Responsible Citizen: In Defense of Gohan
A few months ago, Omar Holmon of Black Nerd Problems wrote an excellent article about Gohan’s choices in life. Entitled, “An Open Letter to Gohan: You Gonna Stop Being Trash Anytime Soon or Nah?”, Holmon let us know exactly how he feels about the son of Earth’s greatest hero. He writes,
Gohan was voted most likely to succeed in DBZ and been chilling, making beats for five summers in his mom’s basement. I’m talking “Damn homie, (LITERALLY) in high school/Dragon Ball Z you was the man, homie… the fuck happened to you?” Now if you gonna try and say “oh he got a wife and kid now. He’s a family man.” That ain’t no excuse. He couldn’t dust off the NordicTrack? My man couldn’t hop on Groupon to get a discount at a Bikram yoga class? You mean to tell me couldn’t hope on the anti-gravity Bowflex at all (is anyone even getting these references)?
Full disclosure: Gohan is my favorite character in Dragonball. When Holmon came for my boy, it hurt a little. Still, I have to admit that there’s truth to his words. Gohan was the strongest warrior in the universe at the end of the Cell Games, and he hadn’t even hit puberty yet. And then he let it all slip away from him. That track suit is indefensible.
With that said, I ask that we all take a step back for a moment. Yes, Gohan’s full potential as a warrior was never realized, and in a universe where absurdly powerful supervillains pop up with depressing regularity, that is a huge letdown, and perhaps even borderline negligent on his part. But there’s more to being a hero than reaching new heights of power and fighting off lunatics.
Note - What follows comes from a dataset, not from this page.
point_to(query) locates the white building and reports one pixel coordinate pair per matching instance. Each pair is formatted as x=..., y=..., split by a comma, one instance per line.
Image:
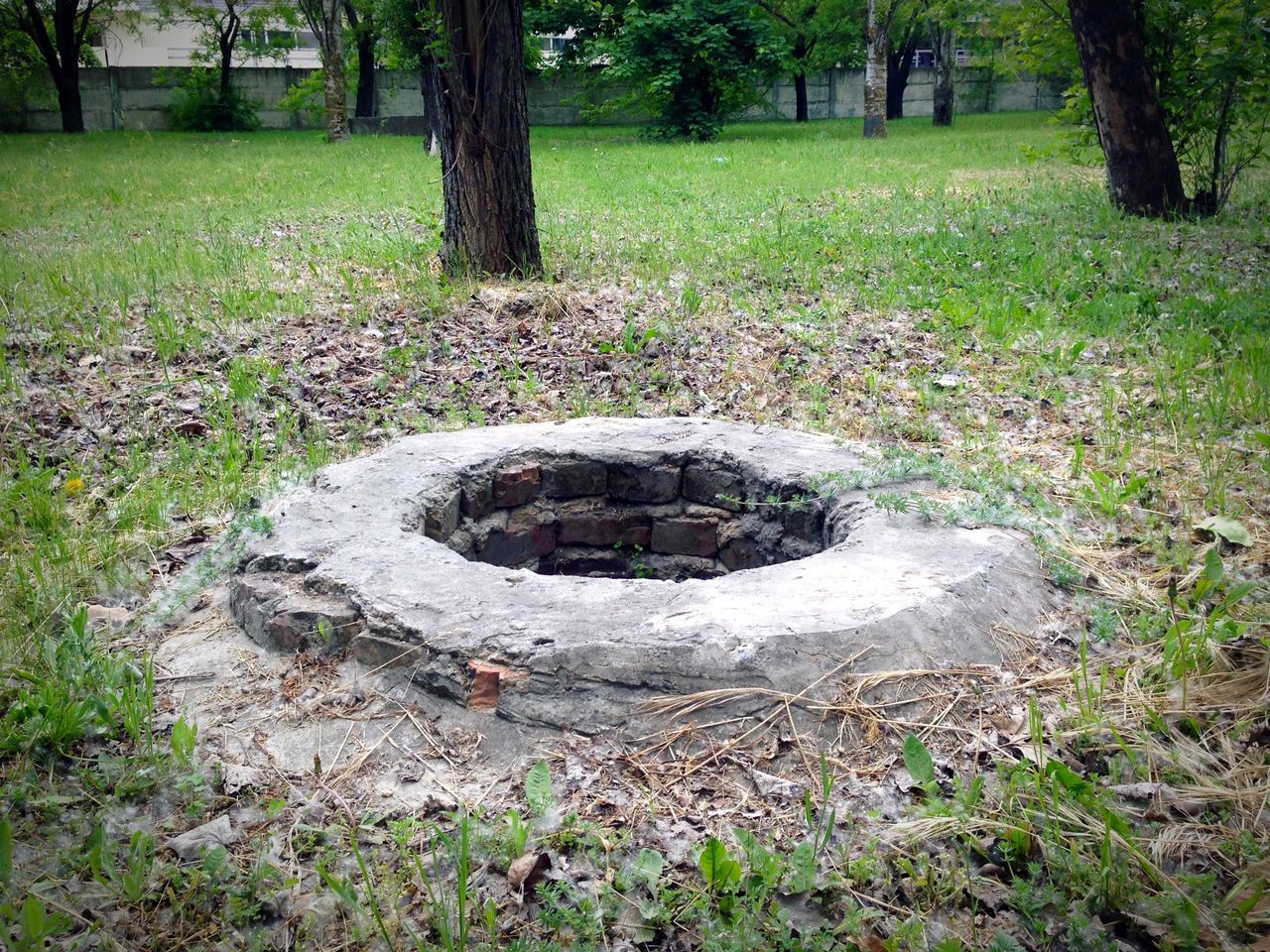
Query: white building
x=137, y=37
Gohan chose a different heroic path, that of a responsible citizen. Consider:
1) Goku was a terrible dad, and Gohan’s success is nothing short of miraculous. How many young people come from single parent households and don’t amount to half as much as Gohan? He graduated from school and had a wonderful family despite the poor example from his father. Gohan had to figure out marriage on his own- remember, his dad proposed to a woman and had no intentions of keeping his word until she literally hunted him down. After he was born, Goku poppped in and out of Gohan’s life- training, dying, and disappearing without a trace for years at a time. We should be impressed that Gohan was able to move beyond the limitations of his rolling stone of a father.
2) Gohan works a regular job and pays taxes to make up for the damage his father has caused. Can you imagine what the property taxes must be in the world of Dragonball? Between Nappa obliterating several city blocks, Cell wiping out the world’s military and Buu destroying the planet, the tax assessment on even a new gazebo must be insane. Gohan shoulders this burden every time he looks at the deductions on his check.
Mr. Holmon makes a good point when he says that Gohan looks like a State Farm Insurance employee, which may be the most heroic thing any adult can do in the Dragonball universe: help regular people protect their belongings against space tyrants and killer robots. Gohan must have a special policy for ki blast destruction, and has worked out the unique challenges of offering term life insurance in a world where people come back to life. While Goku is off training with a child who isn’t either of his sons, Gohan is offering peace of mind in the form of financial security.
3) Who’s going to pay for Piccolo’s retirement? Piccolo doesn’t have a 401K or a Roth IRA because he can’t get a job. He’s a green alien who is the son of another green alien who released every murderer from prison and overthrew the world government only thirty years earlier. Not only does he have that discriminatory baggage to overcome, he may or may not actually be the god of Earth since his fusion with Kami. What’s the pay scale for a god? Most employers would tell him he’s overqualified to avoid paying him an amount in line with his responsibilities of guarding the entire planet. No one is going to hire Piccolo, and he’s never going to win a World’s Martial Arts tournament as long as Gohan’s no-good dad is hanging around and claiming all the prizes.
It falls on Gohan to care of his adopted father someday, and you know what? That costs money. If Guru is any indication, Namekians do not age well. Nail was a great warrior, but he was also essentially a live-in nurse. As anyone with elderly parents can tell you, those are not cheap. Gohan is making sure that the man who raised him will be taken care of. Who can fault him for that?
Heroes come in all shapes and sizes. Krillin never won any major battles, but he showed up to every one and never let his friends down. Goku, for all his failings as a father, gave his life to protect the earth on more than one occasion. Now, Gohan has taken off his warrior’s gi and put on the leisure suit of every-day responsibility. Gohan is truly the hero we deserve, even if he’s not the one we need when Goku Black shows up.